Should You Use VMware Fault Tolerance All the Time?

by Davoud Teimouri · 28/07/2023

VMware Fault Tolerance (VMware FT) is one of vSphere clustering features that can protect services with zero downtime but not useful for any services or any virtual machine.

This post is not about VMware Fault Tolerance capabilities and I’ll reviewing use cases. At end of this post, you’ll find why this feature is not suitable for each service or environment. Also find that when you should use it and when you should not use that.

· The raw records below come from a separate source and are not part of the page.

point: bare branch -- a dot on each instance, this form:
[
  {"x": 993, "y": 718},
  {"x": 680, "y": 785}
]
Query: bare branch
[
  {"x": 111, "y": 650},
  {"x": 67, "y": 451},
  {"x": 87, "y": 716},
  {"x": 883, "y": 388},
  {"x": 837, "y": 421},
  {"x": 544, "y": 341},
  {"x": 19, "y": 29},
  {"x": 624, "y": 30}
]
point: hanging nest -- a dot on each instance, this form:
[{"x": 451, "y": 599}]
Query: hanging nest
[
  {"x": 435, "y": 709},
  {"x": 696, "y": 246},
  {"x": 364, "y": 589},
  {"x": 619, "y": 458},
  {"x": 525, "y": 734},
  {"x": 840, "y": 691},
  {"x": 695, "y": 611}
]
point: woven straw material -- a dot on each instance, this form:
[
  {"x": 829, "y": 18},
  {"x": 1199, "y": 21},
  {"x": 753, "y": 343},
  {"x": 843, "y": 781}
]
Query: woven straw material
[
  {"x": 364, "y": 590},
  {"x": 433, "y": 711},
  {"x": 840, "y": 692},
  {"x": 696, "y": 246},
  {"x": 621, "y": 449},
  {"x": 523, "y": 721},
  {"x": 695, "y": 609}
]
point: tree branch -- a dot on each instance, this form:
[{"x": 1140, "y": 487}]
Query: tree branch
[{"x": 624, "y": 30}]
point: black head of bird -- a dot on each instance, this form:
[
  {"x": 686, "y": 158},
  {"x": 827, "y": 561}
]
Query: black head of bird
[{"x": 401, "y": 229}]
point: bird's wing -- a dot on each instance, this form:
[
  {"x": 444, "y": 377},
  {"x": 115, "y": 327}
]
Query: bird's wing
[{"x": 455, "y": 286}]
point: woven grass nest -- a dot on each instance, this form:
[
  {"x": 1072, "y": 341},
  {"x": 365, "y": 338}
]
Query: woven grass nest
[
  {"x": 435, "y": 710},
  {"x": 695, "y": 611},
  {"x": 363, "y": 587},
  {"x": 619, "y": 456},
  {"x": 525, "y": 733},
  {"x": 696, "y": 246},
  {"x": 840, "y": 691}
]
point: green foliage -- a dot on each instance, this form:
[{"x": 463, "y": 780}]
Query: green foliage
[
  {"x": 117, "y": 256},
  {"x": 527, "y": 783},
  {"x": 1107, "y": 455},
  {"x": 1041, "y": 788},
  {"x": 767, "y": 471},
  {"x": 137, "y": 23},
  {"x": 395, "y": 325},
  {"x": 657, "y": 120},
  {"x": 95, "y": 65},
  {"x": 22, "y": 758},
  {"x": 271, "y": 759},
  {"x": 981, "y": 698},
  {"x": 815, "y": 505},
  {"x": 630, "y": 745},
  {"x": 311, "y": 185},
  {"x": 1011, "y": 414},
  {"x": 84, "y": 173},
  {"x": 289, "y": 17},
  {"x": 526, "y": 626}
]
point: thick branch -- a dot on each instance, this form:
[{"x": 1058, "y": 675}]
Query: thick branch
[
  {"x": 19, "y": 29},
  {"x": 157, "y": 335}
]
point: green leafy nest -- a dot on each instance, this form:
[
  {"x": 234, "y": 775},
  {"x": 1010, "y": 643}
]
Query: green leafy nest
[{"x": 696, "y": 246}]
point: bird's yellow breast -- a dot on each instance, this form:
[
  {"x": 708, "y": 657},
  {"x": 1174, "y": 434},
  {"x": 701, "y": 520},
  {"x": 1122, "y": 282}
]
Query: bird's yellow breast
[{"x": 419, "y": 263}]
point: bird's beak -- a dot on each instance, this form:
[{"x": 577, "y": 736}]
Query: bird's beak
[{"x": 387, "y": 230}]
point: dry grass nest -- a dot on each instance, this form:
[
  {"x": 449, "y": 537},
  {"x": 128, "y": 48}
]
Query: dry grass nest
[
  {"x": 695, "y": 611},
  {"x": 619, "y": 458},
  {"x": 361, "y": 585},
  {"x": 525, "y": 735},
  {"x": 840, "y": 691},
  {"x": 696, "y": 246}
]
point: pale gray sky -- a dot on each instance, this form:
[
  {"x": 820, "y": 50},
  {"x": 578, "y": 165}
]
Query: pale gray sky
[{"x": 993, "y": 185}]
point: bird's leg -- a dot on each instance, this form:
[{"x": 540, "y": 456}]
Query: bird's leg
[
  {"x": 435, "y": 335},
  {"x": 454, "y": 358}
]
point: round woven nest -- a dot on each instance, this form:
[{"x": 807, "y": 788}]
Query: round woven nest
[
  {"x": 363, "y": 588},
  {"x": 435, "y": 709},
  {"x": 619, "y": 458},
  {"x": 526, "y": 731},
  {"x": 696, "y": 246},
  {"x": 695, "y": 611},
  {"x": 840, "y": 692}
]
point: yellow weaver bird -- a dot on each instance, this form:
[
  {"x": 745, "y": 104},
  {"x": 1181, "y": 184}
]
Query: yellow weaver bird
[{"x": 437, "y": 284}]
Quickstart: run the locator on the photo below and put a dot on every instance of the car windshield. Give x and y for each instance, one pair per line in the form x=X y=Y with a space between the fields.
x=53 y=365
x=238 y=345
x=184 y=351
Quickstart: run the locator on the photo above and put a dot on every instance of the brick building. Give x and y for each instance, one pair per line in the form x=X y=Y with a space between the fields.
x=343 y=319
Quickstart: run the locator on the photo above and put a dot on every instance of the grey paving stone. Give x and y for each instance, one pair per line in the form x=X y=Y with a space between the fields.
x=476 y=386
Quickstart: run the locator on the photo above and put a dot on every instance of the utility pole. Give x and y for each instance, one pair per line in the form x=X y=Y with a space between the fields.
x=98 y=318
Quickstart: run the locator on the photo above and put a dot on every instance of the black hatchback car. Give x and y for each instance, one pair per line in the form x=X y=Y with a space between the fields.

Some customers expect this feature to be used, but they don’t know that this feature cannot protect their service in any situation. This feature and other features have many good capabilities, but sometimes using them creates false confidence and causes the service to be compromised. You have assured the customers that the service will work without interruptions and problems, but you have not considered some things.

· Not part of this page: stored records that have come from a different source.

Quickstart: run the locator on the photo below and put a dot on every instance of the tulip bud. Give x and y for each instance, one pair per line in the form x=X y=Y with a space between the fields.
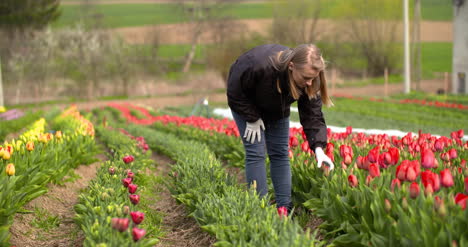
x=126 y=210
x=30 y=146
x=126 y=181
x=352 y=179
x=132 y=188
x=10 y=169
x=466 y=185
x=388 y=205
x=404 y=203
x=138 y=233
x=414 y=190
x=135 y=199
x=6 y=155
x=111 y=170
x=137 y=217
x=395 y=182
x=58 y=134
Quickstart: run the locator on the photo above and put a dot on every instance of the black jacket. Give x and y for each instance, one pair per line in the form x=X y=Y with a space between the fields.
x=252 y=93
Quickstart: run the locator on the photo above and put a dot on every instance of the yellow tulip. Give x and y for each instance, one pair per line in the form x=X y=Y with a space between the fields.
x=30 y=146
x=6 y=155
x=58 y=134
x=10 y=169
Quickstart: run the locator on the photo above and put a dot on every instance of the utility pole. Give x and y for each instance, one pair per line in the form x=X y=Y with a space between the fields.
x=1 y=86
x=407 y=46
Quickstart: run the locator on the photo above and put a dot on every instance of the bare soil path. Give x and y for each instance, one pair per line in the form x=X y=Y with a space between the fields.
x=181 y=230
x=57 y=203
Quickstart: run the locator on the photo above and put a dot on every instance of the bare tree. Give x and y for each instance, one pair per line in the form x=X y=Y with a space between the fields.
x=371 y=28
x=295 y=21
x=202 y=14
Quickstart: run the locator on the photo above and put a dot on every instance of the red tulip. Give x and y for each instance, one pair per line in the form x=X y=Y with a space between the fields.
x=120 y=224
x=427 y=159
x=394 y=154
x=414 y=190
x=466 y=185
x=126 y=181
x=138 y=233
x=111 y=170
x=293 y=142
x=395 y=182
x=428 y=177
x=282 y=211
x=135 y=199
x=128 y=159
x=137 y=217
x=453 y=153
x=446 y=178
x=132 y=188
x=374 y=170
x=461 y=199
x=352 y=179
x=373 y=155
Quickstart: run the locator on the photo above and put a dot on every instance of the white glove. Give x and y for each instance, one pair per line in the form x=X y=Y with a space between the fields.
x=252 y=130
x=322 y=157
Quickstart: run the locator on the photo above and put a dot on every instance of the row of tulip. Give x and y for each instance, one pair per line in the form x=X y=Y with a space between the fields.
x=360 y=199
x=15 y=125
x=237 y=217
x=109 y=212
x=34 y=160
x=434 y=103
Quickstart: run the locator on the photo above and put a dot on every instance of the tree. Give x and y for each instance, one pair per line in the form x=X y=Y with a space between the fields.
x=371 y=28
x=296 y=21
x=24 y=14
x=203 y=15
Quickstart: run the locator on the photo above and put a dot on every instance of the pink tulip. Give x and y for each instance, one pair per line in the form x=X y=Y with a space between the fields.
x=138 y=233
x=132 y=188
x=395 y=182
x=135 y=199
x=137 y=217
x=446 y=178
x=453 y=153
x=352 y=179
x=128 y=159
x=414 y=190
x=374 y=170
x=427 y=159
x=126 y=181
x=461 y=199
x=466 y=185
x=282 y=212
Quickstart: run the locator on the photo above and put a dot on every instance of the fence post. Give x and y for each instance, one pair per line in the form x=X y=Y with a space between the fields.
x=386 y=82
x=1 y=85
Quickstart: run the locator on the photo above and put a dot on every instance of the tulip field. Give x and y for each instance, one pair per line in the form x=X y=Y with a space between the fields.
x=384 y=190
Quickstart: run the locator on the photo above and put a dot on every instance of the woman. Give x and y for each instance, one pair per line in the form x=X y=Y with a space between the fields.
x=262 y=84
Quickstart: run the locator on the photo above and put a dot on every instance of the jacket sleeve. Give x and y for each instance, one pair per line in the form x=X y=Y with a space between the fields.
x=312 y=121
x=241 y=80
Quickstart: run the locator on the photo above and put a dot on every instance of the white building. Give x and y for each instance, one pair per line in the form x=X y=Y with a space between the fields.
x=460 y=47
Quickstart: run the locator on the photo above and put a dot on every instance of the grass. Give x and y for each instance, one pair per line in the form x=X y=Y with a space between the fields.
x=127 y=15
x=44 y=220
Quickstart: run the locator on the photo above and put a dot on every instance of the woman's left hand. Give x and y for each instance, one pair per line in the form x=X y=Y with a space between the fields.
x=323 y=158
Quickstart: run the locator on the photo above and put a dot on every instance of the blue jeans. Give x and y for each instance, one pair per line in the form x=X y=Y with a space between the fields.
x=275 y=141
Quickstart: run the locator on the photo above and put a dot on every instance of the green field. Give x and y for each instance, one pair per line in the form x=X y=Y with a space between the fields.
x=127 y=15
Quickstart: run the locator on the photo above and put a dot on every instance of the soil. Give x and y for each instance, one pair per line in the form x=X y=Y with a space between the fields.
x=180 y=229
x=58 y=202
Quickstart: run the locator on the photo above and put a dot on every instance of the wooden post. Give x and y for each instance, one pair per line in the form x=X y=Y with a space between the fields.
x=386 y=82
x=333 y=81
x=1 y=86
x=446 y=83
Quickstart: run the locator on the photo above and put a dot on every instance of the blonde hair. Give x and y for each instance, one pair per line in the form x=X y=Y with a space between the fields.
x=301 y=56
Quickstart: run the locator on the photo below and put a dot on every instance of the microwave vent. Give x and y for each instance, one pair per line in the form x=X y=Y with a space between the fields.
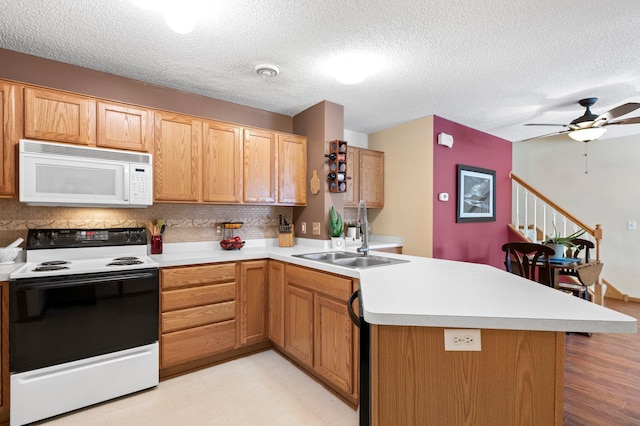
x=81 y=152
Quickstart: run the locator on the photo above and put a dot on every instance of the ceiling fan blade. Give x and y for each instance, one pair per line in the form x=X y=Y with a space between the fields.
x=545 y=136
x=632 y=120
x=546 y=124
x=619 y=111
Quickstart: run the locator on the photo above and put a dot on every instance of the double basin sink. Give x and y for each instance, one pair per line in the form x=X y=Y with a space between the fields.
x=350 y=260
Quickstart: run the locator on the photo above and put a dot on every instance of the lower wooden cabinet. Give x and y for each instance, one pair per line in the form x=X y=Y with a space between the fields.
x=254 y=277
x=213 y=311
x=276 y=303
x=198 y=312
x=333 y=341
x=4 y=352
x=298 y=324
x=318 y=330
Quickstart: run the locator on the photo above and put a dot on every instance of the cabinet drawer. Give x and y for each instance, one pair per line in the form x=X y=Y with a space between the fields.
x=197 y=275
x=196 y=296
x=195 y=343
x=321 y=282
x=200 y=315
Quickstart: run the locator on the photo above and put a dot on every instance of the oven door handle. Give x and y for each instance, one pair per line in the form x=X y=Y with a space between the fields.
x=70 y=282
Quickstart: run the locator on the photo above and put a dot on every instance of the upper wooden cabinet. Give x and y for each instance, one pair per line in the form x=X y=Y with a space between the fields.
x=352 y=196
x=10 y=131
x=57 y=116
x=260 y=170
x=222 y=163
x=292 y=169
x=124 y=127
x=195 y=160
x=366 y=168
x=177 y=142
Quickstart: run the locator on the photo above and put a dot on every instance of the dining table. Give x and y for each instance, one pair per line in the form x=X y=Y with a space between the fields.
x=587 y=273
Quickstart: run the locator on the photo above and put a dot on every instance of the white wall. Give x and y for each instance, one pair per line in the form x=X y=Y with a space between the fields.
x=361 y=140
x=609 y=194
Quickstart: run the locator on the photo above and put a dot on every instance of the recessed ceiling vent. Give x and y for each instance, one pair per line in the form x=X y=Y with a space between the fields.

How VMware Fault Tolerance Helps Protect Services?

This feature can protect service by creating another virtual machine from the virtual machine and putting secondary virtual machine on another host. vSphere keeps primary and secondary virtual machines under a mirroring process. So, if first ESXi host fail cause of any failure, service will not be affected and secondary virtual machine will be activated as primary virtual machine. It protects virtual machine against storage failure, if secondary virtual machine placed on different storage array.

Also, this process helps you to preventing data loss because primary and secondary virtual machines are replicating continuously.

It avoids “split-brain” situations, which can lead to two active copies of a virtual machine after recovery from a failure. Atomic file locking on shared storage is used to coordinate failover so that only one side continues running as the Primary VM and a new Secondary VM is respawned automatically.

Fault Tolerance Requirements

One of most important requirements is network bandwidth and also dedicated uplinks. VMware recommends that use 10Gb or higher network connection for FT.

Also separate its uplinks and network traffic with other traffics in virtual environment. Jumbo frame also is one of recommendations and best practices.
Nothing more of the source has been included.